NASA and SpaceX are looking to finish up the final demonstration mission of SpaceX's Crew Dragon astronaut spacecraft at the end of this week, but it's already looking ahead to Crew-2 -- the second operational flight of Crew Dragon, currently set for sometime next spring. The agency revealed the four people that will fly aboard that launch, including two NASA astronauts, as well as one from the Japanese Aerospace Exploration Agency (JAXA) and one from the European Space Agency (ESA).
NASA astronauts Megan McArthur and Shane Kimbrough will join JAXA's Akihiko Hoshide and ESA's Thomas Pesquet on that flight, which will follow Crew-1, currently scheduled for sometime in late September after Demo-2 concludes. This is a regular mission, meaning the crew will be staffing the International Space Station for an extended period -- six months for this stretch, sharing the orbital research platform with three astronauts who will be using a Russian Soyuz spacecraft to make the trip.

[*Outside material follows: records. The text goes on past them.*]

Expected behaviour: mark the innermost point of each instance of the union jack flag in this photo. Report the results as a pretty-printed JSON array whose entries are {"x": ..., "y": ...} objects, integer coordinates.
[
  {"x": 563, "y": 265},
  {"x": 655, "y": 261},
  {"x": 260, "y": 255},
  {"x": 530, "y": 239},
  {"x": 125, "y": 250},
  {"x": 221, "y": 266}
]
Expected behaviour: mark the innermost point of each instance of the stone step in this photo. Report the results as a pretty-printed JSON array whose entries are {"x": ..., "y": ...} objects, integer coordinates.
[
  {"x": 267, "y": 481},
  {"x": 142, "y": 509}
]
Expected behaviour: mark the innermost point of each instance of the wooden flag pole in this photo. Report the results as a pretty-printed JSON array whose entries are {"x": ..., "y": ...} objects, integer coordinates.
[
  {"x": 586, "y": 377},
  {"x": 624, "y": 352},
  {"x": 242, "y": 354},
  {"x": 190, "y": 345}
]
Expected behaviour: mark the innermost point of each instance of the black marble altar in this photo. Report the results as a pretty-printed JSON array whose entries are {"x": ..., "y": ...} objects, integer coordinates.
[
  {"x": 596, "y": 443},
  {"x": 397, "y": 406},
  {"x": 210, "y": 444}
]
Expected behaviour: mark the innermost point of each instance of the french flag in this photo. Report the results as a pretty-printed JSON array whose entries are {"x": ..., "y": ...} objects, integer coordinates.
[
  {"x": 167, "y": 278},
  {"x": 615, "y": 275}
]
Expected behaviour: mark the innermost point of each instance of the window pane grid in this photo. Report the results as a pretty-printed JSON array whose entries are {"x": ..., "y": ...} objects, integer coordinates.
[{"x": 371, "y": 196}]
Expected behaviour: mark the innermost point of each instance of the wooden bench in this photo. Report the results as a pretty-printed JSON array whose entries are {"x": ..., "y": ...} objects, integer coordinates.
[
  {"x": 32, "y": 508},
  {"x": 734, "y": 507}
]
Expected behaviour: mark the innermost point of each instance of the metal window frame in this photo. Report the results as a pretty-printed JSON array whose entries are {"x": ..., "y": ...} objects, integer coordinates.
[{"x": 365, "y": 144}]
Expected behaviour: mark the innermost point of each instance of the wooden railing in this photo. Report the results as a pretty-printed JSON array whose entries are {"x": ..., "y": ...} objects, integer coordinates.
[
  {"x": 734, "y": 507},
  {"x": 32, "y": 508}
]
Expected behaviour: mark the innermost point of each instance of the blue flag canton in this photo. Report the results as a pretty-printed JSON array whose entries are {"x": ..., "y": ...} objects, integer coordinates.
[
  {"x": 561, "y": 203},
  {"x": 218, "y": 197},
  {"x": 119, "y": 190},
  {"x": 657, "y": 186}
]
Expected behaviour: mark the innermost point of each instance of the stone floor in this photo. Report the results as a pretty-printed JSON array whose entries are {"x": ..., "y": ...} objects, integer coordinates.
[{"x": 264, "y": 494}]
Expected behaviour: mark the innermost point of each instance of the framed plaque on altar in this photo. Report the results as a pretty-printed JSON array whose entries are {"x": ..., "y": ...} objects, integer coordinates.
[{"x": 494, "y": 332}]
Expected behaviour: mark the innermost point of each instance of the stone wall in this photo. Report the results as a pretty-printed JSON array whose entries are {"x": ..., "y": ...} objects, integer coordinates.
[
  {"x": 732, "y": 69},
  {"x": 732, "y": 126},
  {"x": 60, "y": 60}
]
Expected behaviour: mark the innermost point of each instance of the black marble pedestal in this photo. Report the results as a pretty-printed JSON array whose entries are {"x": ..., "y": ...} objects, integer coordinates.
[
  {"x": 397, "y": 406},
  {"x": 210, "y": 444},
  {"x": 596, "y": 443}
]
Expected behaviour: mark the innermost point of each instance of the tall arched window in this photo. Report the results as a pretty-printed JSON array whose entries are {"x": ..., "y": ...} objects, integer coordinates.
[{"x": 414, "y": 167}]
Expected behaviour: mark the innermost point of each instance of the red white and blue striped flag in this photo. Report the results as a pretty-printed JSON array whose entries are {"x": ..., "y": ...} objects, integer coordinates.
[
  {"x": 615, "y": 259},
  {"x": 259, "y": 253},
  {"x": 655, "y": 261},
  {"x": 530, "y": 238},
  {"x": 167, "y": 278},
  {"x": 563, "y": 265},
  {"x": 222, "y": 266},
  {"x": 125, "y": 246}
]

That means there will be seven total crew members sharing the Station at once, which is an increase of its usual full complement of six. It sounds like that's going to become the new normal according to NASA, with the extra person meaning that the crew can "effectively double the amount of science that can be conducted in space."
If it doesn't sound like the math works out on that, consider that ISS crew members spend a lot of their time on routine maintenance and operational tasks. A seventh person on board helping with those everyday activities should indeed free up a lot of additional time for people to conduct experiments and do research, as it means less time split for needed, but unscientific, activities involved in keeping the orbital platform operating well.
All members of this crew have previously spent time in space, but this will be McArthurs' first trip to the International Space Station. Her last trip to space was aboard the Space Shuttle in 2009, when she participated in the final servicing mission for the Hubble Space Telescope. McArthur is also the wife of fellow astronaut Bob Behnken, who is currently at the ISS having launched on Crew Dragon for its first-ever human spaceflight.